Cet argent «paye les écoles, les fournitures scolaires, la nourriture, les loyers, les cellulaires», énumèrent-elles. «Souvent, les Haïtiens vont dire: "Ma sécurité sociale, c'est ma famille dans la diaspora"», souligne Mme Felix.

La maladie des Hollandais

Katleen Felix, qui s'apprête à quitter Miami pour Port-au-Prince, s'inquiète de la dépendance économique créée par l'envoi massif de capitaux en Haïti des quatre coins de la planète. «Tu reçois de l'argent de l'extérieur qui te permet d'acheter des biens importés. Ton pouvoir d'achat est artificiel», souligne-t-elle. Ayant des revenus garantis par leurs parents, plusieurs Haïtiens s'interrogent sur l'intérêt de se lancer en affaires et, du coup, d'assurer une production locale. «Il y en a qui seraient capables de lancer leur propre entreprise et de générer leurs propres revenus, mais ils sont habitués à recevoir cet argent-là tout le temps. Ça devient un cercle vicieux», dit-elle, tout en faisant remarquer qu'il ne faut pas extrapoler cette observation à grande échelle.

La diaspora prête aussi main-forte aux associations communautaires qui, elles, financent des écoles, des établissements de santé, des orphelinats, ainsi que certains secteurs d'activités économiques. «On pourrait intégrer cette énergie, qui est déjà là, dans une forme de stratégie qui est beaucoup plus grande, c'est-à-dire voir comment on pourrait arrimer les associations municipales avec les villes et faire en sorte qu'elles deviennent des actrices de développement», suggère le président du Collectif international et chargé de cours à l'UQAM, Chalmers Larose.

L'État haïtien, sens dessus dessous

L'État s'est retrouvé «amputé de son bras». Son administration publique s'étant retrouvée annihilée devra être constituée de nouveau. Des cadres, formés notamment à l'École nationale d'administration publique et à l'École des sciences de la gestion de l'UQAM, pourraient appuyer les efforts de reconstruction. Ces administrateurs haïtiens formés au Québec grossiraient les rangs des médecins et des ingénieurs d'origine haïtienne, qui ont déjà fait part, comme le directeur du Service de cardiologie foetale de l'hôpital Sainte-Justine, Jean-Claude Fourron, de leur intention de rentrer en Haïti l'espace de quelques mois.

Le professeur associé à la Chaire de recherche en immigration, ethnicité et citoyenneté (CRIEC), Jean-Claude Icart, souhaite qu'Haïti tire profit de l'expertise de sa diaspora en effectuant un «transfert technologique». «À cet égard, je pense au Brésil, à l'Inde et la Chine qui ont puisé dans leur diaspora des compétences qu'elles n'avaient pas pour développer certaines industries porteuses, l'informatique notamment», explique-t-il.

Le gouvernement d'Haïti devra tout d'abord fixer ses priorités et ensuite créer une agence où des décideurs publics et les bailleurs de fonds seraient assis à la même table. «Jusqu'à présent, la diaspora et ses ressources ne sont pas intégrées dans la coopération.

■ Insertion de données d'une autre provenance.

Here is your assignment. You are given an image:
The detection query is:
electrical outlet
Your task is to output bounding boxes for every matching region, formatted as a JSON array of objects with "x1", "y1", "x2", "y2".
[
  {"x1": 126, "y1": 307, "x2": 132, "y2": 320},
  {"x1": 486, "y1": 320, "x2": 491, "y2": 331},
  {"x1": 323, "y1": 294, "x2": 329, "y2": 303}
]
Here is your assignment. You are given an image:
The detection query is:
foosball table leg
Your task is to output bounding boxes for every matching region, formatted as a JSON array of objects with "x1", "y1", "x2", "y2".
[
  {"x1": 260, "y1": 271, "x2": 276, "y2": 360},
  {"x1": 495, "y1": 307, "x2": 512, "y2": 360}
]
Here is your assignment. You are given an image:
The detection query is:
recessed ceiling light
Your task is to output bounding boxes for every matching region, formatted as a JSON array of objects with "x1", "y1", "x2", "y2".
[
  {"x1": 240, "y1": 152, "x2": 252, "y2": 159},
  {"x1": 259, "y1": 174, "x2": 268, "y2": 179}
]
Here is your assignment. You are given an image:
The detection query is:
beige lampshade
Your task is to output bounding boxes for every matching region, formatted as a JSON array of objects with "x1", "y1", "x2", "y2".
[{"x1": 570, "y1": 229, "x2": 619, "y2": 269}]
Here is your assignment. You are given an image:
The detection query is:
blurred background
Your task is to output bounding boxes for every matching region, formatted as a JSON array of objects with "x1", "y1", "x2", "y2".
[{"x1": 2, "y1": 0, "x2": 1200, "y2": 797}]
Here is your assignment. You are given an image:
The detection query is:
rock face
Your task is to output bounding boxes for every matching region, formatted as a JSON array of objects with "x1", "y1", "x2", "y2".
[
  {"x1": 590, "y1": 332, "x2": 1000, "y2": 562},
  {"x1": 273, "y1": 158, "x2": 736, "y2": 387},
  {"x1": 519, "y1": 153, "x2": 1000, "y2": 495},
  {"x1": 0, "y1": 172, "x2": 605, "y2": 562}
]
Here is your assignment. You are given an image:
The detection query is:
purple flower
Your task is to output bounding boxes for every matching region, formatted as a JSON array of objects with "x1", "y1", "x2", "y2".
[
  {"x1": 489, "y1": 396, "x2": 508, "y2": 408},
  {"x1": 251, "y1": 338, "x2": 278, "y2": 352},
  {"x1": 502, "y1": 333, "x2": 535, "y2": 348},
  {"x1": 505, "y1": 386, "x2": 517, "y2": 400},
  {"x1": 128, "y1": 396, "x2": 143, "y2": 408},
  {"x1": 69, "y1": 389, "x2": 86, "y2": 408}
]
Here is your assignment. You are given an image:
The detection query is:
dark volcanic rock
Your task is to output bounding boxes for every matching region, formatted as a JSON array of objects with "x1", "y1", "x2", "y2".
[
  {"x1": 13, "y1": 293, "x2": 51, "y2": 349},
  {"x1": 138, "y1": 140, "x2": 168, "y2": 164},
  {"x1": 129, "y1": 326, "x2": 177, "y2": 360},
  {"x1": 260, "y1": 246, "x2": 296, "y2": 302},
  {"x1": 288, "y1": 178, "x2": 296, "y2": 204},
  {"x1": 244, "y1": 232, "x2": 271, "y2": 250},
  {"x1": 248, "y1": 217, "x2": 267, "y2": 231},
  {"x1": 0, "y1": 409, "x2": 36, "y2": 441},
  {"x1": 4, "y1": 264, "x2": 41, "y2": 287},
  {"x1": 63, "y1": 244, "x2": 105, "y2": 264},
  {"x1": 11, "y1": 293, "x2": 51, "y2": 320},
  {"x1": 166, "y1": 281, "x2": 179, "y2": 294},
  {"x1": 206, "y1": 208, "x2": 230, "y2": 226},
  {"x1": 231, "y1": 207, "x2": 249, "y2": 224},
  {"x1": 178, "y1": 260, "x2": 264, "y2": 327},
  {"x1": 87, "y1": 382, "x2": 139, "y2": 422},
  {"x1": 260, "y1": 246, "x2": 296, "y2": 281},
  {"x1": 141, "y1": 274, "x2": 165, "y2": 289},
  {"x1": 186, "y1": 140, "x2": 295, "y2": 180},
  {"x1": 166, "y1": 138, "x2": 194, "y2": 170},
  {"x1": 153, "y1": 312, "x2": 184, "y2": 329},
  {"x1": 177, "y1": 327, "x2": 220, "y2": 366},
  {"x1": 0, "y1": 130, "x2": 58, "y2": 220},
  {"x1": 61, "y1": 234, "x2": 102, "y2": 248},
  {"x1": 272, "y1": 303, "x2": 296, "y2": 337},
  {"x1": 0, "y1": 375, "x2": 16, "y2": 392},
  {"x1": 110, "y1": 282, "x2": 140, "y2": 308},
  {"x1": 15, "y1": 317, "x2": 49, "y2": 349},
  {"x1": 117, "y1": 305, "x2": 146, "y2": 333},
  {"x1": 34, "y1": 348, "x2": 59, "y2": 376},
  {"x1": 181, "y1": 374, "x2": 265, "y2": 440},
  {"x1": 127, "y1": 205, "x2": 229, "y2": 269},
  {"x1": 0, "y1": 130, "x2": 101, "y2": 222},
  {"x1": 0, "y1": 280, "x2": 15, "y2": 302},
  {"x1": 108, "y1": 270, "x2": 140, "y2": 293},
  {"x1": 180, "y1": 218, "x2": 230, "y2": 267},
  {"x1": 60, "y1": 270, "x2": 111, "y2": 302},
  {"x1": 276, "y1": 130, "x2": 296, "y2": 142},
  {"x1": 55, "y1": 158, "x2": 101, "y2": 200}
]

Il faut institutionnaliser sa participation», dit M. Larose. «Il faudra que la diaspora parvienne à se constituer en groupes d'impact. [Pour l'instant], ce n'est pas une diaspora organisée. Il n'y a pas de leadership», ajoute-t-il.

Le Groupe de réflexion et d'action pour la reconstruction d'Haïti, formé par une vingtaine d'organismes et de personnalités de la communauté haïtienne québécoise, planche sur un cadre de reconstruction qui «va au-delà de la simple réfection des infrastructures physiques endommagées ou détruites pour s'étendre à la construction d'une société moins inégalitaire, fondée sur le droit, le partage, la solidarité, l'éducation, le respect de l'environnement et le culte du bien commun». Il se réunira en colloque les 4 et 5 mars prochain à l'École polytechnique de Montréal.

Pour l'instant, la diaspora haïtienne n'a pas droit de vote en son pays d'origine. Il faudrait une modification à la Constitution en ce sens. À Montréal seulement, des dizaines de milliers de personnes pourraient obtenir le droit de vote. Pris dans les dédales législatifs, le changement constitutionnel, à l'étude avant le tremblement de terre, consacrait que «toute personne née sur le sol haïtien ou née de parents haïtiens est Haïtienne».

«Ce n'est pas seulement quand il y a un problème qu'on doit penser à la diaspora», conclut-il.